This is actually a very deep and interesting topic. Stripping information from an identifier disconn...

mkleczek • yesterday at 12:31 PM • 5 replies • view on HN

This is actually a very deep and interesting topic. Stripping information from an identifier disconnects a piece of data from the real world which means we no longer can match them. But such connection is the sole purpose of keeping the data in the first place. So, what happens next is that the real world tries to adjust and the "data-less" identifier becomes a real world artifact. The situation becomes the same but worse (eg. you don't exist if you don't remember your social security id). In extreme cases people are tattooed with their numbers.

The solution is not to come up with yet another artificial identifier but to come up with better means of identification taking into account the fact that things change.

Replies

Ukv • yesterday at 3:30 PM

> Stripping information from an identifier disconnects a piece of data from the real world which means we no longer can match them. But such connection is the sole purpose of keeping the data in the first place.

The identifier is still connected to the user's data, just through the appropriate other fields in the table as opposed to embedded into the identifier itself.

> So, what happens next is that the real world tries to adjust and the "data-less" identifier becomes a real world artifact.
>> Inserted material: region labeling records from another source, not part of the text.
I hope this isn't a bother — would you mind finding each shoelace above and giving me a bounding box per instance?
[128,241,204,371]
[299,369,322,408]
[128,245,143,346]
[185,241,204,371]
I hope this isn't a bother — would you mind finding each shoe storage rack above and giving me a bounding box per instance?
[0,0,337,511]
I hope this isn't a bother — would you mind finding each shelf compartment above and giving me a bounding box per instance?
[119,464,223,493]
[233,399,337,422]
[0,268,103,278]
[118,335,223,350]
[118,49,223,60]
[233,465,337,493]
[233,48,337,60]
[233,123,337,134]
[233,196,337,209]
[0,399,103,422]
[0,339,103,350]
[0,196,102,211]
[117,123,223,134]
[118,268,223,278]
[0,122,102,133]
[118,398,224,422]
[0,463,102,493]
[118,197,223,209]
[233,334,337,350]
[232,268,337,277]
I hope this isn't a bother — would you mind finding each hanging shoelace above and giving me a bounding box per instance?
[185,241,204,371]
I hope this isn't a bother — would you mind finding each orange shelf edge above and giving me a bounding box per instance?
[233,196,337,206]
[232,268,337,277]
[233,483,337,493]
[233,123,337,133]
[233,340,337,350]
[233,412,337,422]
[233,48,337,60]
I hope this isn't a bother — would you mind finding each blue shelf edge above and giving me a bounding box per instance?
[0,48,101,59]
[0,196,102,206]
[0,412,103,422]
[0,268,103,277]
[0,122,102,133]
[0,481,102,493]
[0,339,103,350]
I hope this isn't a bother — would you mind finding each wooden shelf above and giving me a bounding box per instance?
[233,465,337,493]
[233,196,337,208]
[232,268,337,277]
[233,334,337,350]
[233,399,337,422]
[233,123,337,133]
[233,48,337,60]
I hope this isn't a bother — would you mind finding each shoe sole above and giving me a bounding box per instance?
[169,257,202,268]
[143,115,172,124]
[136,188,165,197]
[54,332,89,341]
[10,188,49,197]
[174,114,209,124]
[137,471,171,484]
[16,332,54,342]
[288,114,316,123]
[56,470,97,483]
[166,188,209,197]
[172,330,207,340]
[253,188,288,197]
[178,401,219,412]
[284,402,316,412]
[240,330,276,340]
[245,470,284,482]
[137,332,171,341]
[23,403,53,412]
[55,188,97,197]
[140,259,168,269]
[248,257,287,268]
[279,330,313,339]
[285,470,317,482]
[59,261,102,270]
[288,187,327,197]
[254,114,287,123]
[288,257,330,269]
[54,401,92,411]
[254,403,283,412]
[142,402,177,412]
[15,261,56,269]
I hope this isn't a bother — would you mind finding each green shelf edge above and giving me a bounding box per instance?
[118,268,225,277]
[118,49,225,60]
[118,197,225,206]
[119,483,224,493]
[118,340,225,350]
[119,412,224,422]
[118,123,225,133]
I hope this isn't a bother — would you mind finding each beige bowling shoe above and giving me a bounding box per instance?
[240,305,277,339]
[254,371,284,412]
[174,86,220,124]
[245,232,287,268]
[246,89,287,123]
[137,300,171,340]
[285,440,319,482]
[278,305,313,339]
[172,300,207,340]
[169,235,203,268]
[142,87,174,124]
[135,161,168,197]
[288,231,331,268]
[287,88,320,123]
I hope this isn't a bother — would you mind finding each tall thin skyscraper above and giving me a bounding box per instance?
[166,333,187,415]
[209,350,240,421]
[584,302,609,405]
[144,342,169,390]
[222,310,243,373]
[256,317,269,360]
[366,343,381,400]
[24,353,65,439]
The situation becomes the same but worse (eg. you don't exist if you don't remember your social security id). In extreme cases people are tattooed with their numbers.

Using a random UUID as primary key does not mean users have to memorize that UUID. In fact in most cases I don't think there's much reason for it to even be exposed to the user at all.
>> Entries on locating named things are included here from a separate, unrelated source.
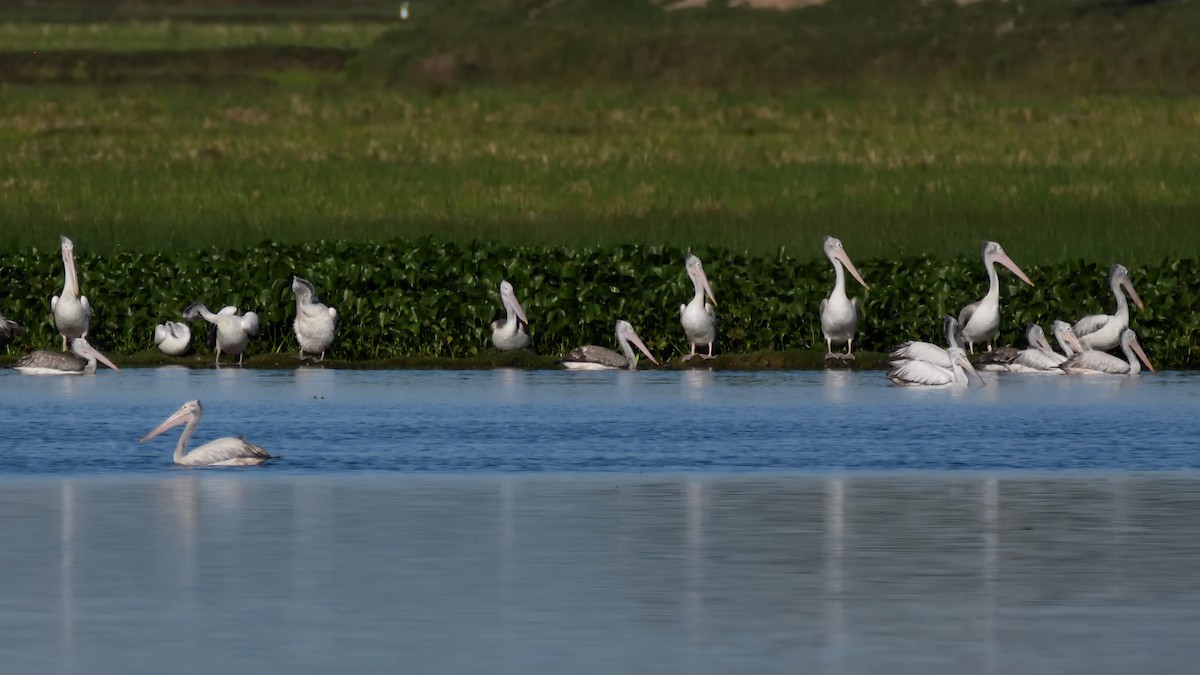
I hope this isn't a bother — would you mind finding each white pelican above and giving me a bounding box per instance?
[294,275,337,360]
[12,338,121,375]
[142,401,271,466]
[1075,263,1144,352]
[184,303,258,368]
[492,281,529,352]
[154,321,192,357]
[679,253,716,360]
[50,237,91,352]
[821,237,871,359]
[558,319,659,370]
[959,241,1033,353]
[1058,328,1154,375]
[887,347,984,387]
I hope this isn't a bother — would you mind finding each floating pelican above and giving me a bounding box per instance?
[821,237,871,359]
[142,401,271,466]
[184,303,258,368]
[492,281,529,352]
[959,241,1033,353]
[681,253,716,360]
[50,237,91,352]
[1058,328,1154,375]
[558,319,659,370]
[12,338,121,375]
[294,275,337,360]
[1075,263,1144,352]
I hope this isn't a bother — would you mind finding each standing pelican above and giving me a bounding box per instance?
[50,237,91,352]
[294,275,337,360]
[821,237,871,359]
[1075,263,1144,352]
[142,401,271,466]
[679,253,716,360]
[184,303,258,368]
[959,241,1033,353]
[492,281,529,352]
[1058,328,1154,375]
[558,319,659,370]
[12,338,121,375]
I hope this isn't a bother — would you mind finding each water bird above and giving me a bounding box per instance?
[558,319,659,370]
[492,280,530,352]
[959,241,1033,353]
[821,237,871,359]
[139,400,271,466]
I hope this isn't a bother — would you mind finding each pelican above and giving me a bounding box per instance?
[681,253,716,360]
[184,303,258,368]
[50,237,91,352]
[140,401,271,466]
[1075,263,1144,352]
[558,319,659,370]
[154,321,192,357]
[1058,328,1154,375]
[821,237,871,359]
[12,338,121,375]
[959,241,1033,353]
[887,347,984,387]
[492,281,529,352]
[294,275,337,360]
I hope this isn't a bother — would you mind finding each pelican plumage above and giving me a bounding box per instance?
[821,237,871,359]
[1074,263,1144,352]
[679,253,716,360]
[294,275,337,360]
[50,237,91,352]
[184,303,259,368]
[142,401,271,466]
[492,280,530,352]
[959,241,1033,353]
[558,319,659,370]
[12,338,121,375]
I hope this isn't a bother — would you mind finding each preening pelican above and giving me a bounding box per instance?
[492,281,529,352]
[12,338,121,375]
[142,401,271,466]
[184,303,258,368]
[959,241,1033,353]
[50,237,91,352]
[1058,328,1154,375]
[681,253,716,360]
[294,275,337,363]
[821,237,871,359]
[558,319,659,370]
[1075,263,1144,352]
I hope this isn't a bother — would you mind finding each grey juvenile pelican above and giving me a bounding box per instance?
[492,281,529,352]
[679,253,716,360]
[294,275,337,360]
[558,319,659,370]
[142,401,271,466]
[50,237,91,352]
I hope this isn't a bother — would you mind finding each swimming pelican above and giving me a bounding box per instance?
[142,401,271,466]
[821,237,871,359]
[184,303,258,368]
[294,275,337,360]
[12,338,121,375]
[1058,328,1154,375]
[1075,263,1144,352]
[887,347,984,387]
[558,319,659,370]
[959,241,1033,353]
[492,281,529,352]
[154,321,192,357]
[679,253,716,360]
[50,237,91,352]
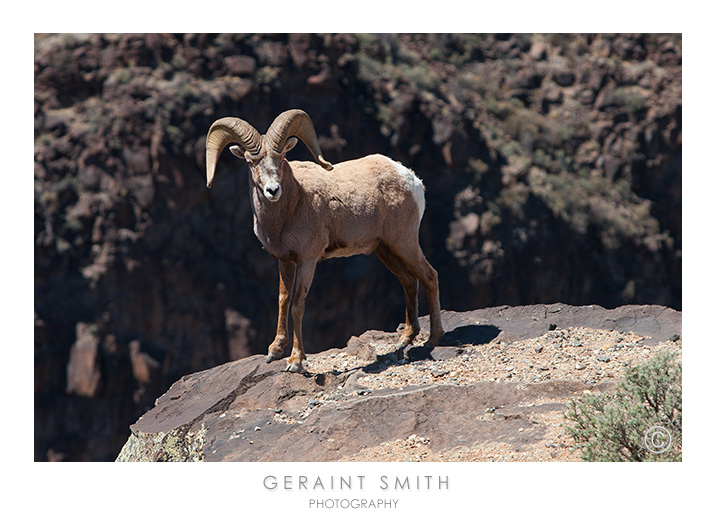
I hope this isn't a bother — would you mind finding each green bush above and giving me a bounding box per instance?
[564,354,683,462]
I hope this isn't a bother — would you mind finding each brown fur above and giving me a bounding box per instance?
[232,151,443,371]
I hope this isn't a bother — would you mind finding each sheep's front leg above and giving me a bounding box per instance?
[288,261,316,372]
[266,260,295,363]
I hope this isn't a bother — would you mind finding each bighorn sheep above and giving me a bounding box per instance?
[206,110,443,372]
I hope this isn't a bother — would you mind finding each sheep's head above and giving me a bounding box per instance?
[206,110,333,202]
You can still look up their data from their current email or phone number, for instance. Indexes are not limited to the primary key.

> The solution is not to come up with yet another artificial identifier but to come up with better means of identification taking into account the fact that things change.
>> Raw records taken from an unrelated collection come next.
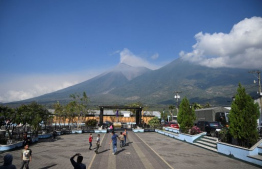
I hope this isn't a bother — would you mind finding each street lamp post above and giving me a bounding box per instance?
[174,91,181,114]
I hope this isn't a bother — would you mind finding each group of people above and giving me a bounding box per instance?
[109,129,128,155]
[0,144,32,169]
[0,129,128,169]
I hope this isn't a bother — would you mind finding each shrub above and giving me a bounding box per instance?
[148,117,160,128]
[85,119,97,127]
[218,127,231,143]
[190,126,201,135]
[177,97,196,133]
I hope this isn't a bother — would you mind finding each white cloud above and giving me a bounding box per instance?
[180,17,262,69]
[151,53,159,60]
[120,48,160,70]
[0,71,101,103]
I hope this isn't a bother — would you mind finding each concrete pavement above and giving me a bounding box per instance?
[0,131,260,169]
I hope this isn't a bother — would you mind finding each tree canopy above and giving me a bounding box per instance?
[177,97,196,133]
[229,84,259,147]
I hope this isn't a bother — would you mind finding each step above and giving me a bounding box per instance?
[164,131,178,136]
[196,140,217,148]
[248,155,262,161]
[194,143,217,152]
[204,136,218,141]
[200,138,217,144]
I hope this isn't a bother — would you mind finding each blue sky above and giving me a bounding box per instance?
[0,0,262,102]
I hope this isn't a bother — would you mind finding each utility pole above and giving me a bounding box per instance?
[174,91,182,114]
[248,70,262,125]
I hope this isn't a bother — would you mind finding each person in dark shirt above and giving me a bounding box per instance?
[109,131,119,155]
[0,154,16,169]
[70,153,86,169]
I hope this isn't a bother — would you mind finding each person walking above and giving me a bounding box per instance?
[20,144,32,169]
[0,154,16,169]
[70,153,86,169]
[109,131,119,155]
[95,134,100,154]
[123,129,128,145]
[89,133,93,150]
[118,132,125,148]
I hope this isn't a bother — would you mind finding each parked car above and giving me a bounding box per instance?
[163,121,179,129]
[196,121,223,137]
[98,121,113,128]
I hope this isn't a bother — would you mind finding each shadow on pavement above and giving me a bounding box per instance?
[40,164,57,169]
[116,148,126,155]
[98,149,110,154]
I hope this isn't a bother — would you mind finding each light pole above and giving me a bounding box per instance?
[174,91,182,115]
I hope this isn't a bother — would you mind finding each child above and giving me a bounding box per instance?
[95,134,100,154]
[89,133,93,150]
[118,132,124,148]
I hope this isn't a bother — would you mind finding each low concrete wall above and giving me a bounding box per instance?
[72,130,82,134]
[217,140,262,166]
[38,133,52,139]
[95,129,107,133]
[0,141,23,152]
[161,127,206,143]
[132,129,144,133]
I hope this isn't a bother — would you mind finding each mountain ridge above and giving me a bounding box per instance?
[5,58,254,105]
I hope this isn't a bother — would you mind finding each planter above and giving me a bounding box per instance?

A fully random primary key takes into account that things change - since it's not embedding any real-world information. That said I also don't think there's much issue with embedding creation time in the UUID for performance reasons, as the article is suggesting.

➕ show 2 replies

everforward • yesterday at 3:50 PM

> The solution is not to come up with yet another artificial identifier but to come up with better means of identification taking into account the fact that things change.

I think artificial and data-less identifiers are the better means of identification that takes into account that things change. They don't have to be the identifier you present to the world, but having them is very useful.

E.g. phone numbers are semi-common identifiers now, but phone numbers change owners for reasons outside of your control. If you use them as an internal identifier, changing them between accounts gets very messy because now you don't have an identifier for the person who used to have that phone number.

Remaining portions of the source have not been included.